The Theory and driving Test
To pass your driving test you will need to pass your theory test first. At DVDS we pride ourselves in helping you pass your theory test by asking you relevant questions and providing free access to the Theory Test Pro App.
Multiple choice questions.
The theory test consists of 50 multiple choice questions and you must answer 43 or more questions correctly to pass.
The Hazard Perception Test
Once you have finished the multiple choice questions you will move on to the hazard perception part of the test. You will watch 14 video clips. Thirteen clips will show one developing hazard and one clip will show two hazards. There are 15 hazards to identify and you can score up to five points for each one, depending on when you identify them. You need to score at least 44 out of 75 to pass this test.
You will need to pass both parts at the same time to be successful. Once you have passed your theory test you will then be able to apply for your practical driving test.
Take a look at these two clips to help you with your theory test
The Driving Test
The practical driving test lasts for approximately 40 minutes. This is your opportunity to demonstrate to the driving examiner that you can drive competently and safely in all situations.
Your Driving Test Day
You can take your driving instructor/accompanying driver on your driving test if you wish.
The driving test will start with an eyesight test followed by a ‘show me tell me’ question.
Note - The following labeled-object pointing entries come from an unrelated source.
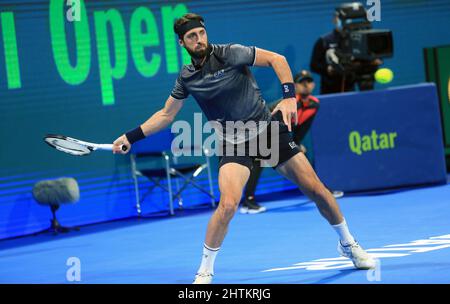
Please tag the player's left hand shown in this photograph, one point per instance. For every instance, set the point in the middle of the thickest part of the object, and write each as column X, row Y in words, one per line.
column 288, row 108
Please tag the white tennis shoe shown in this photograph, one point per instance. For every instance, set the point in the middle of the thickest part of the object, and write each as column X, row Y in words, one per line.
column 360, row 258
column 203, row 278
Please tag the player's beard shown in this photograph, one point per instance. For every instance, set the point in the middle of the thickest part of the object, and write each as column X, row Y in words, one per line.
column 199, row 54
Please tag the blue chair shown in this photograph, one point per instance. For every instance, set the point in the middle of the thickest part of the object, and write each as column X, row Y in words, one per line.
column 158, row 146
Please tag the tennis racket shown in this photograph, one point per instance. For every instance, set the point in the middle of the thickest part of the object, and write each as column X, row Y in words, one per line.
column 75, row 146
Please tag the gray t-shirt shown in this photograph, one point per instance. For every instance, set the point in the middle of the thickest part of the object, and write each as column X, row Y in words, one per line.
column 226, row 91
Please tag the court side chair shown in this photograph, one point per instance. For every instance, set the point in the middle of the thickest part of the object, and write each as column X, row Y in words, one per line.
column 157, row 147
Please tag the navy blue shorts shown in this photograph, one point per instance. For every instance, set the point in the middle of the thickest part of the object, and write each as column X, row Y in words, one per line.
column 287, row 148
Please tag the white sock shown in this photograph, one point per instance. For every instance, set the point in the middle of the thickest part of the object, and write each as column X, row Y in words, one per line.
column 344, row 233
column 208, row 258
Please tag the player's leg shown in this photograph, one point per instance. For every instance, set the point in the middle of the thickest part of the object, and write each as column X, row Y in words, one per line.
column 249, row 204
column 232, row 179
column 299, row 171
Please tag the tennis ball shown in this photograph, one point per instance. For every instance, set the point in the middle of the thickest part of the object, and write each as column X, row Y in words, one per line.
column 384, row 75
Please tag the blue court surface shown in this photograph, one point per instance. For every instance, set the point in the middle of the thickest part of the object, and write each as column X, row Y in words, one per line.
column 409, row 231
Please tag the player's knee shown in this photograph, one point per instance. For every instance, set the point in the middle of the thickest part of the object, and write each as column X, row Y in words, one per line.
column 316, row 189
column 228, row 206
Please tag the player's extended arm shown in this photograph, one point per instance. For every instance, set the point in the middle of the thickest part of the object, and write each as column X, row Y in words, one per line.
column 158, row 121
column 288, row 106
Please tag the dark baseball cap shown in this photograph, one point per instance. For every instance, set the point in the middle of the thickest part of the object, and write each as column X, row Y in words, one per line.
column 303, row 75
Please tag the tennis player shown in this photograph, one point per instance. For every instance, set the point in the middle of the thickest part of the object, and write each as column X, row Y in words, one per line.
column 221, row 82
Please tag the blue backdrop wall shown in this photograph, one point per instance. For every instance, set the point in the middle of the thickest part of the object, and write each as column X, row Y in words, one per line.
column 102, row 75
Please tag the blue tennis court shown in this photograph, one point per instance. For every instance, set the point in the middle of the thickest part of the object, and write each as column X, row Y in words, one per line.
column 290, row 243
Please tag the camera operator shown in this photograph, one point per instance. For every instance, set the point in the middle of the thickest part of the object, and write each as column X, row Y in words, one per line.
column 339, row 73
You will be asked to perform a manoeuvre which you will have practiced with your instructor. You may also be asked to perform an emergency stop. In addition, your examiner will ask another ‘show me tell me’ question whilst driving.
During your driving test the examiner may ask you to follow directions from a sat nav or road signs. They could also ask you to follow a series of three directions in succession.
The driving examiner will ask you if you want your driving instructor/accompanying driver to listen to the debrief.
To pass the practical test you can make up to 15 driving faults not deemed to be a danger to any other road users. Any faults considered dangerous will result in a fail.
The current national practical pass rate is around 43%, so it makes sense to be as prepared as possible.